The ministers also agreed a separate derogation from the emission limits for LCPs which are expected to have a limited remaining life-time, i.e. not operating more than 20,000 hours between 2016 and 2023.
Combustion plants that burn indigenous coal or lignite, which cannot comply with the emission limits for SO2, will be allowed to alternatively apply a set minimum rate of desulphurisation. This rate is 96 per cent for existing LCPs with a rated thermal input of over 300 megawatts.
Among the countries most actively pushing for various types of derogations and time extensions from the ELVs were the UK, Poland, and Italy.
The Commission and the Council Parliament want to extend the scope of the directive by also including ELVs for smaller combustion plants between 20 and 50 megawatts, but this idea was rejected by the Council.
Another main point of contention was how much flexibility member states should be granted in applying best available techniques when determining pollution permits.
One of the core elements of the Commission’s proposal was to strengthen the application of BAT compared to current legislation. By giving a more prominent role to BREFs, the scope for national authorities to deviate from BAT when issuing permits should be reduced.
A compromise proposal by the Czech presidency was eventually adopted by the Council, in spite of the fact that it was initially refused by a blocking minority of countries, including Belgium, Denmark, Germany, and Sweden, because it gave states too much space to deviate from the BAT-associated emission levels when issuing pollution permits.
In its comment to the Council’s agreement, environmentalist organisation European Environmental Bureau (EEB) pointed out that keeping the current level of flexibility to derogate from BAT will lead to a business as usual approach, i.e. widespread divergence of implementation across the EU, an uneven playing field for industry, and a reduction in environmental and health protection for EU citizens.
The agreement will now be sent to the European Parliament for a second reading, which is expected to start late this year or early 2010.
While setting out the principles for applying Best Available Techniques (BAT) for a wide range of industrial and agricultural activities, the IPPC directive does not set any binding emission standards. Instead, legally binding permits that should be based on BAT are set by national, regional or local authorities for each individual installation.
Guidance on BAT is provided by BAT Reference Documents (BREFs), which set benchmark BAT standards for each industrial sector and some cross-sectoral issues, e.g. energy efficiency.

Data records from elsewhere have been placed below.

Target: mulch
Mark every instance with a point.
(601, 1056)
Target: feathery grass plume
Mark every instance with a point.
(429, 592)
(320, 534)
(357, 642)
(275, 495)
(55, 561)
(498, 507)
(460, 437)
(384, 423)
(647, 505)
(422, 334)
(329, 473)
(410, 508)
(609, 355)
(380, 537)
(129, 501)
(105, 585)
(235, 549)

However, the BREFs are not legally binding.
The existing LCP directive sets binding emission limit values (ELVs), but these are lenient compared to the benchmark standards judged to be reasonable by the technical working group that in 2001 produced the LCP BREF. In its proposal, the Commission therefore proposes tightening them up, generally to the level of the least strict end of the BREF BAT standard range.
The new industrial emissions directive received its first reading in the European Parliament in March, and in the Council in June.